Buncheong porcelain (14th-16th century) is characterized by uniquely bold designs deviated from the aesthetic traditions of celadon and white porcelain that originated from China.
Its unconventional dynamic expressions and variety of abstract designs appeal to modern tastes. That’s why many of the nation’s first-generation potters like Hwang Chong-rae, 85, have specialized in the tradition for more than 50 years.
She is considered one of the nation’s foremost experts in “gwiyal,” one of the six major decorative buncheong techniques in which the brush marks themselves are the decoration. Gwiyal translates to paint brush in English.
In adding the gwiyal drawings as final touches to her Joseon-style porcelain, she mainly finds her inspiration in nature.

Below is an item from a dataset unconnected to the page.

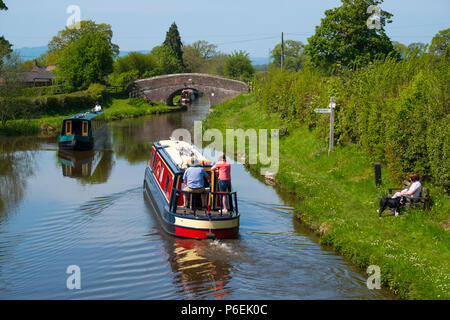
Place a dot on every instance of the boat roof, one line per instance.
(85, 115)
(180, 152)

“My brush marks mostly depict grass, the sea, ocean waves, the mountains, and other dynamic features of nature,” Hwang said during a recent interview with The Korea Times at her studio. “With energetic brush strokes, I try to give my work a sense of vitality. My goal is to always be vital, energetic and creative.”
Working with the paint brushes is a special skill, which make Hwang’s works one of a kind.
“It is possible to duplicate celadon or cheongja, and white porcelain or baekja. But It is impossible to duplicate gwiyal works,” she said.
Buncheong largely disappeared from Korea after the 16th century due to the popularity of white porcelains. In modern times, the buncheong style has been revived here by Hwang and her generation of potters after the Japanese occupation (1910 — 1945).
She built a studio in this satellite city of 900,000 about 40 years ago, equipped with electric, gas and wood fire kilns. An exhibition hall displays her key works.
Her studio has been frequented by wives of foreign envoys in Korea who go to get a glimpse of traditional Korean pottery.
Hwang is considered a pioneering first-generation potter here but hers is a career that almost didn’t happen.
After graduating from Ewha Womans University in 1950 as a Western art major, she worked as an art teacher at a high school. She began her official training as a potter nine years later, aged 32.
What prompted her to change career path from teacher to professional potter?
It has a lot to do with a sense of mission to revive the nation’s pottery tradition that had been severed during the Japanese occupation.
“I was one of the first seven students to be admitted to the pottery department at Ewha Womans University’s graduate school in 1959. I was determined to revive our pottery culture,” Hwang said.
Family history also played a role.Her father, Hwang In-chun, was a master of cheongja porcelain in Gaeseong, North Korea, during the Japanese occupation.
Hwang has held many exhibitions here and abroad since her first one in 1961, including in the U.S. New Zealand and Japan. Some of her works are displayed permanently in renowned overseas museums, including the British Museum.